She released his arm. "Are you okay to keep going?"

"What choice do we have?"

She nodded grimly and they continued to walk again. It was so ridiculously dark and quiet, with only the sound of the constant clicking of the rain against the pavement and the occasional rumble of thunder overhead.

"This is always the part in the movie where you start hearing shuffling behind you…"

"No one is behind us, Nigel."

"No one, surely, but perhaps some dead some ones…"

"There are no zombies in the state of Massachusetts!"

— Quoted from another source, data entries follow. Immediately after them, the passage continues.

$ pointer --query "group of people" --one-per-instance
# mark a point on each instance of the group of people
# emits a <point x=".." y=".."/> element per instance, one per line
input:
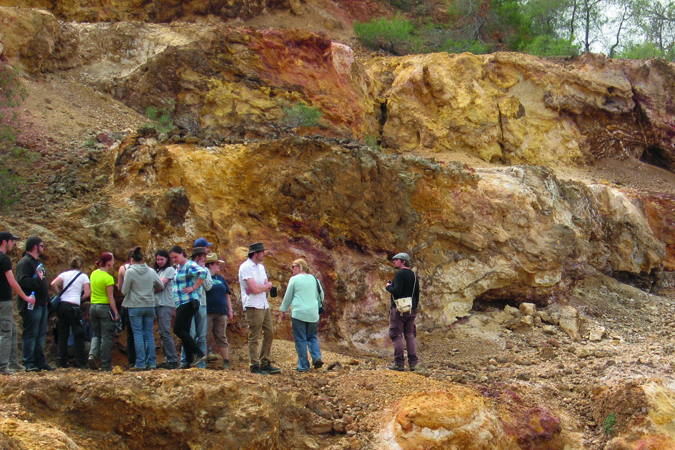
<point x="189" y="292"/>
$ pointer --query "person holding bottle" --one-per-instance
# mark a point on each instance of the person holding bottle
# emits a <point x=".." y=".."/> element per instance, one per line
<point x="31" y="275"/>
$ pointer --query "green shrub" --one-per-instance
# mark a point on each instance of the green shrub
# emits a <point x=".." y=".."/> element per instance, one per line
<point x="549" y="46"/>
<point x="301" y="115"/>
<point x="163" y="118"/>
<point x="610" y="421"/>
<point x="475" y="47"/>
<point x="395" y="36"/>
<point x="642" y="50"/>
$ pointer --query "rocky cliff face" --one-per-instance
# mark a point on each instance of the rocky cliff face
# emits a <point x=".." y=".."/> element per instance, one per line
<point x="509" y="108"/>
<point x="484" y="214"/>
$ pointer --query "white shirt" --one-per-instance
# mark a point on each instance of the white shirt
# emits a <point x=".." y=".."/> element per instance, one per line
<point x="74" y="292"/>
<point x="257" y="271"/>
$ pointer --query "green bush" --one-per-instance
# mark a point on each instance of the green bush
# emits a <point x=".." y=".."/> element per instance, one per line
<point x="475" y="47"/>
<point x="549" y="46"/>
<point x="610" y="421"/>
<point x="163" y="118"/>
<point x="395" y="36"/>
<point x="301" y="115"/>
<point x="642" y="50"/>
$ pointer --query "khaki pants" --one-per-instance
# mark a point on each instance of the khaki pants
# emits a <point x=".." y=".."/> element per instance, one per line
<point x="259" y="320"/>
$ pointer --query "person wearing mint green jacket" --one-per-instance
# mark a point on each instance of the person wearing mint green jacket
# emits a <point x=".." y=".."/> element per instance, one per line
<point x="304" y="296"/>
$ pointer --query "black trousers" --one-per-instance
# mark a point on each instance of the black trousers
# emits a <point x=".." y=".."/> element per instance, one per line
<point x="69" y="317"/>
<point x="181" y="328"/>
<point x="131" y="346"/>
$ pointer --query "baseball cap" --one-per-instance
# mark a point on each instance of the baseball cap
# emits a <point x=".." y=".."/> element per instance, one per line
<point x="7" y="236"/>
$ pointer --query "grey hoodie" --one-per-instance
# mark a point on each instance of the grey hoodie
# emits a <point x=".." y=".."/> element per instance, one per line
<point x="139" y="286"/>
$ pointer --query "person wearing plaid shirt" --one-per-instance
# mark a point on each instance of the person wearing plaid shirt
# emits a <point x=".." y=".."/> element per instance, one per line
<point x="189" y="277"/>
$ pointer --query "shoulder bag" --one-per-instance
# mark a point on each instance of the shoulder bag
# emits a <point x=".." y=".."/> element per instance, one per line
<point x="404" y="305"/>
<point x="55" y="301"/>
<point x="318" y="293"/>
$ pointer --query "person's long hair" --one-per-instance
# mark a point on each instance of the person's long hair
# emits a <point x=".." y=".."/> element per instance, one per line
<point x="164" y="253"/>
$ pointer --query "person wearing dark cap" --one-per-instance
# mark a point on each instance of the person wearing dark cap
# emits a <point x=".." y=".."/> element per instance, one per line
<point x="254" y="288"/>
<point x="405" y="284"/>
<point x="189" y="278"/>
<point x="30" y="274"/>
<point x="8" y="329"/>
<point x="198" y="328"/>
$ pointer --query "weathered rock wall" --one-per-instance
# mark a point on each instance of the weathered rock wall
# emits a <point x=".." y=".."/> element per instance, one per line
<point x="516" y="233"/>
<point x="220" y="82"/>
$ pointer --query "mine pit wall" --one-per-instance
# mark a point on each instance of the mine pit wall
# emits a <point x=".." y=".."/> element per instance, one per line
<point x="514" y="232"/>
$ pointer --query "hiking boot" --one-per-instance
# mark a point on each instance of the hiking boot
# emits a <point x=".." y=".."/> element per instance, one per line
<point x="256" y="370"/>
<point x="269" y="369"/>
<point x="198" y="360"/>
<point x="168" y="366"/>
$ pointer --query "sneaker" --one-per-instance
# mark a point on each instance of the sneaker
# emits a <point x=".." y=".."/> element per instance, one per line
<point x="269" y="369"/>
<point x="198" y="360"/>
<point x="168" y="366"/>
<point x="257" y="371"/>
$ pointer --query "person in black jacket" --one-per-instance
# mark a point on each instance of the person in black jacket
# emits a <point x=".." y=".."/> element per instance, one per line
<point x="405" y="284"/>
<point x="30" y="274"/>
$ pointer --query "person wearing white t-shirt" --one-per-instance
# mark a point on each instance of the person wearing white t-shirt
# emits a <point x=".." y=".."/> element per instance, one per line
<point x="69" y="313"/>
<point x="254" y="288"/>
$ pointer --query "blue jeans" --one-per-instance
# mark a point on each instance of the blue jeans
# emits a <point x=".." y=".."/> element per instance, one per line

"How do you know for sure? There were zombies, in New Orleans."

"That was different."

"How was it different?"

"The kids weren't…zombies; they were just in some kind of hyped up…trance."

"More like a spell, and speaking of spells you can't tell me there aren't any witches in Massachusetts, Sydney."

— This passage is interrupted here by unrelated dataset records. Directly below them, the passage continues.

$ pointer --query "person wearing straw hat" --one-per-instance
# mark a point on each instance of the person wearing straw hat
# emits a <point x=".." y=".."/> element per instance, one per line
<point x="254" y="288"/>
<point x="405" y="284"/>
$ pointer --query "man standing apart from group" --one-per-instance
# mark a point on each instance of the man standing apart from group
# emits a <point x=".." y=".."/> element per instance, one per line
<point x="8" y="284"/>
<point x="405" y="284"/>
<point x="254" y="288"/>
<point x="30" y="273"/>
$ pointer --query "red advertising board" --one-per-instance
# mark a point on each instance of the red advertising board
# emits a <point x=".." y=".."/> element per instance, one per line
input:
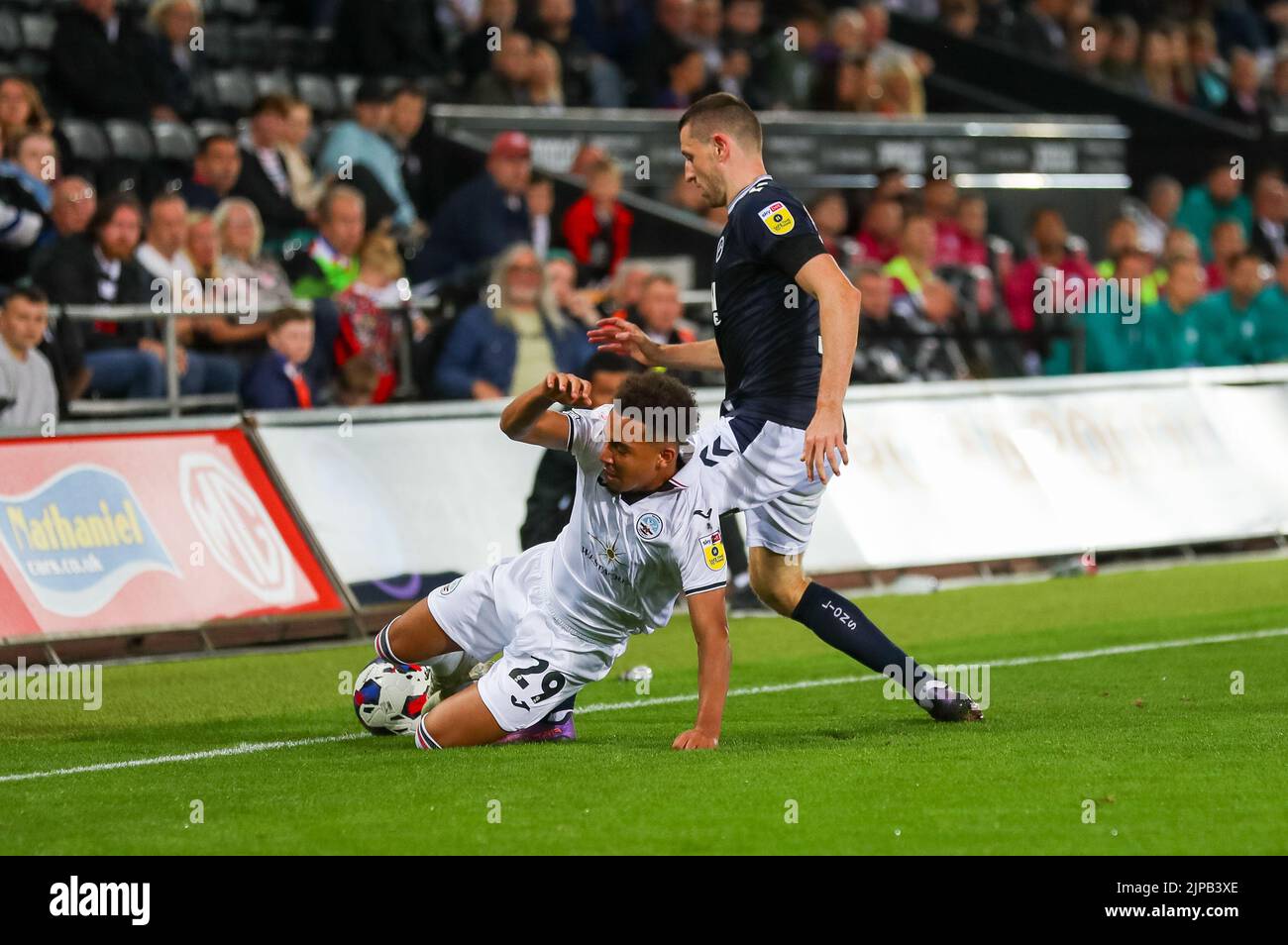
<point x="124" y="531"/>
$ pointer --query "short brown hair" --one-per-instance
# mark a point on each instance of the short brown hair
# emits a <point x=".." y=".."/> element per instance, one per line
<point x="647" y="394"/>
<point x="724" y="112"/>
<point x="283" y="317"/>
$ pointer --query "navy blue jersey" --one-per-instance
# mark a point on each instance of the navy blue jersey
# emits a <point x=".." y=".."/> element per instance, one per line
<point x="767" y="326"/>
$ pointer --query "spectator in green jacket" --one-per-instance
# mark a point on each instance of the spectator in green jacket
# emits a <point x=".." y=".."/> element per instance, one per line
<point x="1171" y="329"/>
<point x="1225" y="318"/>
<point x="1121" y="236"/>
<point x="1219" y="197"/>
<point x="1112" y="322"/>
<point x="1270" y="313"/>
<point x="330" y="262"/>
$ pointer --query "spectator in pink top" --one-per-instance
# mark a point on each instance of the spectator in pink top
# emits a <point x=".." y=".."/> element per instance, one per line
<point x="879" y="235"/>
<point x="1050" y="258"/>
<point x="939" y="202"/>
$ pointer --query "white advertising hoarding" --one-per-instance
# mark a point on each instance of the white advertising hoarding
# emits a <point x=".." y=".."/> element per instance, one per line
<point x="938" y="473"/>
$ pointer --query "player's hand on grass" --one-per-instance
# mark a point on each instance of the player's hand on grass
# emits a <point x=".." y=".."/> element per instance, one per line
<point x="824" y="443"/>
<point x="695" y="739"/>
<point x="623" y="338"/>
<point x="567" y="389"/>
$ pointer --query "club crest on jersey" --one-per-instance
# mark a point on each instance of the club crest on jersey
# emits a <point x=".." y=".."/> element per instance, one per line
<point x="712" y="550"/>
<point x="648" y="525"/>
<point x="778" y="218"/>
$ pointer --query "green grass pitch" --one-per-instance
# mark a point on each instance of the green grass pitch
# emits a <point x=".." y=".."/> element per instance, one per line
<point x="1173" y="761"/>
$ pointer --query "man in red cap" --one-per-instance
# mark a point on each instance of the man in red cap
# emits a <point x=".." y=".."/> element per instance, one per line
<point x="484" y="215"/>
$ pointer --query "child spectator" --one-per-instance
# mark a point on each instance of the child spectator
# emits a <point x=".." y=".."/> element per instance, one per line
<point x="277" y="381"/>
<point x="27" y="390"/>
<point x="365" y="327"/>
<point x="597" y="228"/>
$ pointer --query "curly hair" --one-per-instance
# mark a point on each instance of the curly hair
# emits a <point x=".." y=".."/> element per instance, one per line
<point x="661" y="403"/>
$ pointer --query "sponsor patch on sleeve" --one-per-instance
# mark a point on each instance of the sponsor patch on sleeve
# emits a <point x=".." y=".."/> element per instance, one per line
<point x="778" y="218"/>
<point x="712" y="550"/>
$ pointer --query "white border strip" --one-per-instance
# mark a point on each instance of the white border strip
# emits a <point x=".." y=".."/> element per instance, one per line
<point x="254" y="747"/>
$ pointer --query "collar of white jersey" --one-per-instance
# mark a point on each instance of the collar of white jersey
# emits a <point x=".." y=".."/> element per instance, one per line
<point x="681" y="480"/>
<point x="758" y="180"/>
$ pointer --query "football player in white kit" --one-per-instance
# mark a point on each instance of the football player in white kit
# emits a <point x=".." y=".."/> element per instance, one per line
<point x="786" y="326"/>
<point x="642" y="533"/>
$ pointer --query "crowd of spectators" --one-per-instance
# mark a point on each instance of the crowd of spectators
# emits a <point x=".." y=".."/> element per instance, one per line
<point x="1224" y="56"/>
<point x="339" y="230"/>
<point x="1190" y="277"/>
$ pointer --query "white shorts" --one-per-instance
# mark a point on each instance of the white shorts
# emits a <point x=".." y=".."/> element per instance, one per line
<point x="756" y="467"/>
<point x="503" y="609"/>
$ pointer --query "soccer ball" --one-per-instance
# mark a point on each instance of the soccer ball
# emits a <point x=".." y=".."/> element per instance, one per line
<point x="390" y="696"/>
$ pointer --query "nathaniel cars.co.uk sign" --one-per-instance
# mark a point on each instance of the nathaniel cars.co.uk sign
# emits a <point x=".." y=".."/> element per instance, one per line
<point x="150" y="529"/>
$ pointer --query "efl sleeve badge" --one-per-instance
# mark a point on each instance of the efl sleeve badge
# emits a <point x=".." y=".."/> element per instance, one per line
<point x="778" y="218"/>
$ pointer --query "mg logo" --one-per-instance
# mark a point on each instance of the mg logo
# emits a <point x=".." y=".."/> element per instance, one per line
<point x="236" y="528"/>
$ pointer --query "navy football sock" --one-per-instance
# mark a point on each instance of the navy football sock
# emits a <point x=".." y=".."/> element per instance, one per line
<point x="838" y="622"/>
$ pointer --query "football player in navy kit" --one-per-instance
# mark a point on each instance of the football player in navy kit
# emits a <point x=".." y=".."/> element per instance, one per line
<point x="786" y="327"/>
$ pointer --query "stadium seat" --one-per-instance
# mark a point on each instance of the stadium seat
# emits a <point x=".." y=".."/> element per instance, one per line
<point x="11" y="34"/>
<point x="243" y="9"/>
<point x="219" y="43"/>
<point x="174" y="141"/>
<point x="273" y="82"/>
<point x="252" y="46"/>
<point x="297" y="48"/>
<point x="38" y="31"/>
<point x="347" y="86"/>
<point x="318" y="93"/>
<point x="204" y="128"/>
<point x="235" y="91"/>
<point x="129" y="140"/>
<point x="132" y="162"/>
<point x="86" y="140"/>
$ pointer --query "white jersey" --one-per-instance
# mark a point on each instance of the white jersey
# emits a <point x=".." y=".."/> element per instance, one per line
<point x="622" y="559"/>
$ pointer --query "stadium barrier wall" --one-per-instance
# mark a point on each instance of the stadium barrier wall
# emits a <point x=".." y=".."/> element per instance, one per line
<point x="939" y="472"/>
<point x="278" y="518"/>
<point x="138" y="525"/>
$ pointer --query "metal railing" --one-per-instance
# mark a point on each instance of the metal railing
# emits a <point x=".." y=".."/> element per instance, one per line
<point x="175" y="403"/>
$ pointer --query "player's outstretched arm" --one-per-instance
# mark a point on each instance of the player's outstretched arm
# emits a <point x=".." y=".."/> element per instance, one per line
<point x="838" y="325"/>
<point x="715" y="656"/>
<point x="528" y="419"/>
<point x="627" y="339"/>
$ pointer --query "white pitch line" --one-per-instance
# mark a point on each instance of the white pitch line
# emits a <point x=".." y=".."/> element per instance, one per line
<point x="244" y="748"/>
<point x="1013" y="661"/>
<point x="253" y="747"/>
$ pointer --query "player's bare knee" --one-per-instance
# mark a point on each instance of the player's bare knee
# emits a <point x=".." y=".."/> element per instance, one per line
<point x="780" y="589"/>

"Sure there are, and maybe one will fly by on her broomstick and give us a ride."

"That's a horribly clichéd view, Sydney. The Wiccan faith is…"

"Shut up, Nigel."

"I can't! I'm nervous and when I'm nervous I…"

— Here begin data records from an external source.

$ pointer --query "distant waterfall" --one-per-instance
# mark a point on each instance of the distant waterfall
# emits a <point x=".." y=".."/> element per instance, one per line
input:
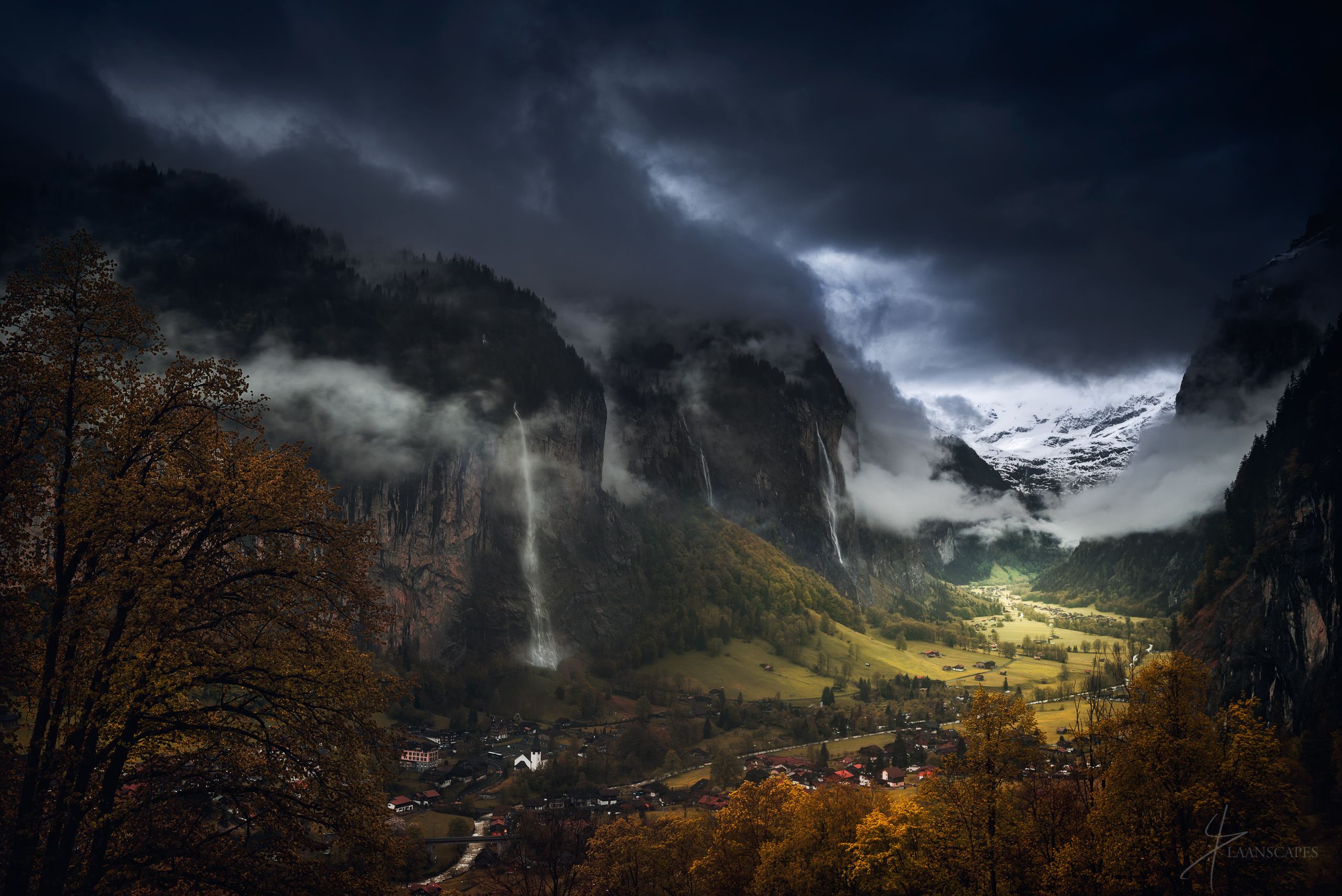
<point x="704" y="462"/>
<point x="541" y="651"/>
<point x="830" y="495"/>
<point x="708" y="483"/>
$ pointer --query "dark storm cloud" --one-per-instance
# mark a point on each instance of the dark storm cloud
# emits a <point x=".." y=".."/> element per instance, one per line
<point x="1070" y="183"/>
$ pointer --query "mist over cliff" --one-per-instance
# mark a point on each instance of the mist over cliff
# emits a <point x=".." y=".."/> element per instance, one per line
<point x="497" y="465"/>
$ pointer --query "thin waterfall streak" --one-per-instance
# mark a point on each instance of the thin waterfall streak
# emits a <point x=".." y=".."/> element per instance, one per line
<point x="708" y="483"/>
<point x="830" y="495"/>
<point x="543" y="650"/>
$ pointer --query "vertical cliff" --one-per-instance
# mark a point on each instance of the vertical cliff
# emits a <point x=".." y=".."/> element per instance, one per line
<point x="716" y="415"/>
<point x="1271" y="322"/>
<point x="1264" y="613"/>
<point x="453" y="538"/>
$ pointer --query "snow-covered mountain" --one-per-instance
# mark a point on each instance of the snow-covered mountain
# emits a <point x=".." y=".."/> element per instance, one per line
<point x="1062" y="448"/>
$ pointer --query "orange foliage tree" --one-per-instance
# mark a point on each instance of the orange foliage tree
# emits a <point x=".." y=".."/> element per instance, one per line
<point x="186" y="619"/>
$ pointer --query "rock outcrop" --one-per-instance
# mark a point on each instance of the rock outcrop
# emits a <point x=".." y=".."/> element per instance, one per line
<point x="1270" y="325"/>
<point x="1264" y="615"/>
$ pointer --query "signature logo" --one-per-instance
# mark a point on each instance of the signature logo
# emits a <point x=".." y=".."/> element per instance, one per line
<point x="1219" y="840"/>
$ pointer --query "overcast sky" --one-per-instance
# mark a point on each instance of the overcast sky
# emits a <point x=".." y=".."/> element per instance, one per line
<point x="984" y="198"/>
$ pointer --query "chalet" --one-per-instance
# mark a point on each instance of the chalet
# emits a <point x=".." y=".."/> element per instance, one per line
<point x="419" y="757"/>
<point x="426" y="797"/>
<point x="583" y="797"/>
<point x="426" y="890"/>
<point x="532" y="761"/>
<point x="466" y="770"/>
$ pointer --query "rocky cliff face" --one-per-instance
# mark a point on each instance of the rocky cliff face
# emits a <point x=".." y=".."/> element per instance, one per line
<point x="1270" y="325"/>
<point x="453" y="538"/>
<point x="717" y="423"/>
<point x="1264" y="613"/>
<point x="1273" y="633"/>
<point x="764" y="439"/>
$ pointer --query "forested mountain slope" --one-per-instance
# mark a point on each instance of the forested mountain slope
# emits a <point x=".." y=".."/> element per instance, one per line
<point x="1140" y="573"/>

"Babble. I know!" She glared at him. "But you're making me nervous and when I get nervous I hit things." She shined her light on him. "Or people."

Nigel flinched and the thought and tried to be quiet, but between his swimming head, throbbing shoulder and their predicament his silence lasted only about fifteen minutes. "May I say something?"

"Only if it doesn't involve witches, ghouls or werewolves."

Bloody hell, he hadn't considered wolves. Were there wild wolves in Massachusetts? He started walking backwards, shining his light behind them, along the road, the brush and the trees. The beam of his light caught a pair of red eyes looking at him from one of the trees.

"Sydney!" He backed up so fast he almost knocked her over.

"Nigel! What is your problem?"

"E….Eyes. I saw…red eyes…"

"It's probably just an animal, a dog or something…"

"In a tree?" he demanded, his voice far higher than normal.

"An owl maybe?"

"With red eyes?"

Sydney sighed and continued walking. "You're letting your imagination get away from you."

"You were the one who mentioned bloody werewolves!"

"You're not going to have to worry about a wolf if I tear your throat out, Nigel!"

Nigel halted and stared at her appalled she would threaten something so vicious. "Sydney!"

Sydney winced and turned back and her gaze softened. "I'm sorry." She was cold, wet, frustrated and had a pounding head. "I am, Nigel."

He nodded and stepped closer, he knew Sydney would never hurt him. "I…I'm sorry too, Syd. I'm just worried."

"I know." She squeezed his shoulder. "Come on. Like you said, this isn't a third world country, civilization has to be around the corner."

He nodded and they continued to walk, this time in silence, both too miserable and, perhaps too worried, to discuss what would happen if they didn't find shelter. A sudden clap of thunder caused Nigel to shriek and almost leap into Sydney's arms in fright.

She glared at him and shoved him off.

"S…sorry."

At some point the rain eased to a fine mist, which, if possible, seemed to drench them even more, permeating their very bones and causing them to shiver. They tried their phones several times, but could not get a signal.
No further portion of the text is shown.